Дайон холодно улыбнулся ему:
– Позволь мне угадать, кому предназначено раньше всех заработать первую степень.
– Это будет твое последнее дело, - сказал Леандер.
– После него ты сможешь с почетом
– А из головы моей сделают кашу. Нет уж, спасибо. Пусть кто-нибудь другой стяжает себе славу. Лучше всего - ты.
– Что это?
– спросила Сильфида с беспомощным замешательством.
– Это какая-то шутка?
– Да, любовь моя, мы так веселимся, - объяснил Дайон.
– Этот джентльмен хочет, чтобы я в обмен на ничего разрезал королеву Викторию пополам.
– Не на ничего, а на то, чтобы ничего больше не делать, - поправил Леандер, со значением посмотрев на Сильфиду.
– А также в обмен на твое гарантированное мирное разрешение от бремени.
– Обычно, - объяснил Дайон, - он живет под мокрым камнем, и продолжительная сухая погода его расстраивает.
– Конечно, - вкрадчиво сказал Леандер, поднимая лазерный пистолет, если тебя не интересует благополучие третьего и четвертого поколений - или даже второго, - мы можем, некоторым образом, устроить все отныне и навеки.
– Не так быстро, скорпион, - крикнул Дайон.
– Откуда я знаю, что это будет последний гамбит?
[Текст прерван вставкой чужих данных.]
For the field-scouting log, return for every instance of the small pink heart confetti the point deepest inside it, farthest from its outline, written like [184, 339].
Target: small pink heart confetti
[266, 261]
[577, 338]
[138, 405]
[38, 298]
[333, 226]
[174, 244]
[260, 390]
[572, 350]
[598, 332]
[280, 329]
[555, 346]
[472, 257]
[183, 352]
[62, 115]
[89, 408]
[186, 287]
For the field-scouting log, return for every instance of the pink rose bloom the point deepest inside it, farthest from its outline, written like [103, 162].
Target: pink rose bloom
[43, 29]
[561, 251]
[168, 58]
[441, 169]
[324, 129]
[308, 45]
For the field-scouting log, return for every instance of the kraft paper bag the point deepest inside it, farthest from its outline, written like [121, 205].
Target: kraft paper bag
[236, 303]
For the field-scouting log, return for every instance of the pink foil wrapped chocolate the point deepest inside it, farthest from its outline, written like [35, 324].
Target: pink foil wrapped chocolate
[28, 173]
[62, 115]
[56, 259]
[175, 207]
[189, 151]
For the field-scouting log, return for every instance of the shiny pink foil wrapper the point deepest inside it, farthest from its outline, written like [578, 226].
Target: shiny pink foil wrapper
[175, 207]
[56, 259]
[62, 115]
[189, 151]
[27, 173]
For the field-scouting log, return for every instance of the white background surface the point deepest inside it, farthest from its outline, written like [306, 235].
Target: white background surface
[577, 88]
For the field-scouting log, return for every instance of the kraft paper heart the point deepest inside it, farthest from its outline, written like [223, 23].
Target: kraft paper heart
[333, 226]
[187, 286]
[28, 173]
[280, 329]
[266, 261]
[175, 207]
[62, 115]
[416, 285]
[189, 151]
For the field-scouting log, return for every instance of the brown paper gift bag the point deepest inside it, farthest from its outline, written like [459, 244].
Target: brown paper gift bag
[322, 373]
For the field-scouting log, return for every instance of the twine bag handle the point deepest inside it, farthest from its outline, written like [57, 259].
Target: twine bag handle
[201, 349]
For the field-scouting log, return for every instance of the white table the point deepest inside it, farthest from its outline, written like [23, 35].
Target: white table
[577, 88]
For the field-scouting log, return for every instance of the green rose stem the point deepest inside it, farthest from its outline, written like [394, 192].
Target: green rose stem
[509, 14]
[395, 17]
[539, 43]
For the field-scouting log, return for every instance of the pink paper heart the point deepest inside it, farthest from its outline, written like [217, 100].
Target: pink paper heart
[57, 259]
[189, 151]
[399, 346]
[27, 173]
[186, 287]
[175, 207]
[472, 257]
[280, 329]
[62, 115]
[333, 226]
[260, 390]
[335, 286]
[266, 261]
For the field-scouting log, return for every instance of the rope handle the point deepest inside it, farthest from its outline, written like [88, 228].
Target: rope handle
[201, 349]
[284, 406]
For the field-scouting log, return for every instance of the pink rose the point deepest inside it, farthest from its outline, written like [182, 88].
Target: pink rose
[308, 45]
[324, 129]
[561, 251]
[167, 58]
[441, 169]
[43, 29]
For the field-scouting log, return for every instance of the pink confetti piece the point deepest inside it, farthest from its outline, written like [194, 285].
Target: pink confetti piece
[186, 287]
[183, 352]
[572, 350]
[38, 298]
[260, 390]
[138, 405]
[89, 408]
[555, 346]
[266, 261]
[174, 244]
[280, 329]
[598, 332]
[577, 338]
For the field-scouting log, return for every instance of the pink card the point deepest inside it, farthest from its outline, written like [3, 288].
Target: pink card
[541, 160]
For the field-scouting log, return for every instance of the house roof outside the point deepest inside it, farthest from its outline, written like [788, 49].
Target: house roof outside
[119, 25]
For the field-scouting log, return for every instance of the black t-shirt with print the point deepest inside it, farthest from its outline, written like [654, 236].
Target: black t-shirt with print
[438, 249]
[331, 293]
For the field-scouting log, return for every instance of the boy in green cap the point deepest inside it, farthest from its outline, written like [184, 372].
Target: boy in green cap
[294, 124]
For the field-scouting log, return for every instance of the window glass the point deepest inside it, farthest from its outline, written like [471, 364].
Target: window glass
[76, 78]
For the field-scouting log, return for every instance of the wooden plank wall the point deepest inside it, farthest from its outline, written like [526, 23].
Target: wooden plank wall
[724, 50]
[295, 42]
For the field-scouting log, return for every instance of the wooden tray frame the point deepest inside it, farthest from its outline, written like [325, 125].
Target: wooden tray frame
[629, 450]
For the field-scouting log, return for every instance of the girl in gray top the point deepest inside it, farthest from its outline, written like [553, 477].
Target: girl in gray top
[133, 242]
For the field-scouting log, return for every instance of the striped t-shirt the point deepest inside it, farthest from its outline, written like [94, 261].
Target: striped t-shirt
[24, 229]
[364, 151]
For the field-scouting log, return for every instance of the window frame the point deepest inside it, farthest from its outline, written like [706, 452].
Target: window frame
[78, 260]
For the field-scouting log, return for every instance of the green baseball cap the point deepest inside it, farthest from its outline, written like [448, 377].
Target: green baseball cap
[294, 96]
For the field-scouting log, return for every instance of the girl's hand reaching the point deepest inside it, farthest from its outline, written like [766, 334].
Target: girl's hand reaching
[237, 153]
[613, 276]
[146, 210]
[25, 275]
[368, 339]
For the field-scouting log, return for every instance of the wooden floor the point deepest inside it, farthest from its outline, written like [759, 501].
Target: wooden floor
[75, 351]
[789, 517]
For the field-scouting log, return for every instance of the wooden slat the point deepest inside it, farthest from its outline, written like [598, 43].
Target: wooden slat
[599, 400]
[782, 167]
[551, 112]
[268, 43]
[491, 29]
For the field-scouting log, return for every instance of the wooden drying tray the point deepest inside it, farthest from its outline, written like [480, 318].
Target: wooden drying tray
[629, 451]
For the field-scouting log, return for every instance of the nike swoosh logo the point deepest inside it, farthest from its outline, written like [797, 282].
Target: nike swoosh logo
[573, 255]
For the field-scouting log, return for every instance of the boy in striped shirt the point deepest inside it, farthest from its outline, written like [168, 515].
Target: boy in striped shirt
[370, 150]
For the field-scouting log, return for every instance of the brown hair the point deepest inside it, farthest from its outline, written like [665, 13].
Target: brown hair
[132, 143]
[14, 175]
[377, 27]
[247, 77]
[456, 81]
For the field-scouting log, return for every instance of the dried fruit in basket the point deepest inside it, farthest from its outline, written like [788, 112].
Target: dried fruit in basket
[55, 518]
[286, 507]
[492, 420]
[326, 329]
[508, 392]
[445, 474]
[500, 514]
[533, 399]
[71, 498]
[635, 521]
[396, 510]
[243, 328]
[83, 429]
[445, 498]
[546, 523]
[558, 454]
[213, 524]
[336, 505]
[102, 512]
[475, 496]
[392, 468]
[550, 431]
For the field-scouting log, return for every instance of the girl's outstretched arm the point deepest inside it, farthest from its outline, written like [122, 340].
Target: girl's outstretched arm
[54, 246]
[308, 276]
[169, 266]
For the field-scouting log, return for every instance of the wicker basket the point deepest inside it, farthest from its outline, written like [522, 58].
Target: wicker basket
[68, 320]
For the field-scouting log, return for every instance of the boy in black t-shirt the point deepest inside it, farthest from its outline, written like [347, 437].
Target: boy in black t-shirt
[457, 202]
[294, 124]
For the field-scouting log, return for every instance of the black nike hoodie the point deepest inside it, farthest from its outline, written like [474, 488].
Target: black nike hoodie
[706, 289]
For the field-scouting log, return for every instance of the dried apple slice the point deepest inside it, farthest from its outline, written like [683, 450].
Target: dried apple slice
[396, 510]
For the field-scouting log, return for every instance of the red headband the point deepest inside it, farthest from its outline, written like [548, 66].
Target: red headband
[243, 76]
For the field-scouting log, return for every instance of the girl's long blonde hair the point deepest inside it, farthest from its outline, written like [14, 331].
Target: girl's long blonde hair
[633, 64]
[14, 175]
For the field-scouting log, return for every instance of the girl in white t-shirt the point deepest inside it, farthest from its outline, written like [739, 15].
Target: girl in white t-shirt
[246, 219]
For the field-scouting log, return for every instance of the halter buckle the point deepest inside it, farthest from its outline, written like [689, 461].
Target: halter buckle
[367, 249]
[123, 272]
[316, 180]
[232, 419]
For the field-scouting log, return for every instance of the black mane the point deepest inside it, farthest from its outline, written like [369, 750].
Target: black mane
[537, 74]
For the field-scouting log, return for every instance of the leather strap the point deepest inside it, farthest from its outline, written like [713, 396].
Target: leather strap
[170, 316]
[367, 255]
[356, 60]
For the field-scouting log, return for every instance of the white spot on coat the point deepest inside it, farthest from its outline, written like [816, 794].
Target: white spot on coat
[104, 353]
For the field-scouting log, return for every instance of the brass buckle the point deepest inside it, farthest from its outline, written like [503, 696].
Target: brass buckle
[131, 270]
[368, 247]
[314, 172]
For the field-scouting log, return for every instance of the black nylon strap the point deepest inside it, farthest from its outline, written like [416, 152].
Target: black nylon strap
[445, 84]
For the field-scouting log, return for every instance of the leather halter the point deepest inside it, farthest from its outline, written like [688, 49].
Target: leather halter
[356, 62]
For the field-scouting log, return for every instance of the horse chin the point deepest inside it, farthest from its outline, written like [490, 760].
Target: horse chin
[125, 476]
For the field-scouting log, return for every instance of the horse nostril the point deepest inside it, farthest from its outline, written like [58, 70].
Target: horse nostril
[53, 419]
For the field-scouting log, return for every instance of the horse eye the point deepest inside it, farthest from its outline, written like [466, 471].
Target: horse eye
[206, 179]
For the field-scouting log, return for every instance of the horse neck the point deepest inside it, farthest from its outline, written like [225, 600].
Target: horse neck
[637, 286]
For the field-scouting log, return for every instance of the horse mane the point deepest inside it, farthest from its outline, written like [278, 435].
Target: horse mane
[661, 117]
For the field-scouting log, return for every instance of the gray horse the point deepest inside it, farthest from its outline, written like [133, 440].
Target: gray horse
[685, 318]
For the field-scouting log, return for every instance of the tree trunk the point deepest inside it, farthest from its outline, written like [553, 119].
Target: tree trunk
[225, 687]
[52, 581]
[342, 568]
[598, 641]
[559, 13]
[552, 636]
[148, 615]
Леандер вздохнул:
– Разве между нами нет полного доверия?
– Нет.
– Ты меня огорчаешь. Ну ладно... Вот здесь подписанное мною лично признание, что я несу персональную ответственность за покраску членов парламента и планируемую смерть королевы. Это гарантия твоей свободы. Я уверен, при малейшем недопонимании между нами ты или твоя прекрасная инфра будете знать, что сделать с этой бумагой.
Дайон посмотрел, на темнеющее небо и поежился.
– Здесь холоднее, чем ты думаешь. Пойдем внутрь и обсудим твою маленькую попытку государственной измены за стаканом-другим болеутоляющего.
– Прекрасно.
– Леандер убрал лазерный пистолет.
– Кстати, если я не вернусь в Лондон завтра к полудню, ты будешь мертв и, следовательно, совершенно не способен узреть столь интересующее тебя будущее твоих отпрысков, потенциальных или уже имеющихся. Это было бы очень грустно, не правда ли?
– Возможно, - согласился Дайон.
– Как бы там ни было, твое сообщение принято к сведению. Сильфида заплакала.
– Это кошмар, - рыдала она, - этого не может быть. Все, что мы хотим, - жить и любить друг друга и чтобы нас оставили в покое. Почему кто-то хочет разрушить все это?
Дайон нежно поцеловал ее:
– Это вопрос на шестьдесят четыре миллиарда львов, любимая.
– Он взглянул на Леандера.
– И ответ чрезвычайно прост. Потому что какой-то ублюдочный шутник устроил так, что легче богатой доминанте пролезть сквозь игольное ушко, чем бедному жигану попасть в царствие небесное.
17
Стояло прекрасное тихое утро. В пьянящем, как вино, воздухе чувствовался легкий аромат мороза. Дайон, одетый в летный комбинезон переменчивого цвета, с гоночным реактивным ранцем за спиной, распростерся лицом вниз на крыше Мемориала погибшим в первой и второй мировых войнах в Уайтхолле. Дуло его лазерной винтовки с оптическим прицелом осторожно покоилось между толстыми столбами низкой балюстрады Кенотафа. [Памятник англичанам, погибшим в I и II мировых войнах]. Эта балюстрада была пристроена в начале двадцатых годов, когда телевидение еще базировалось в основном на земле, а для съемок государственных событий требовались удобные и выгодные позиции.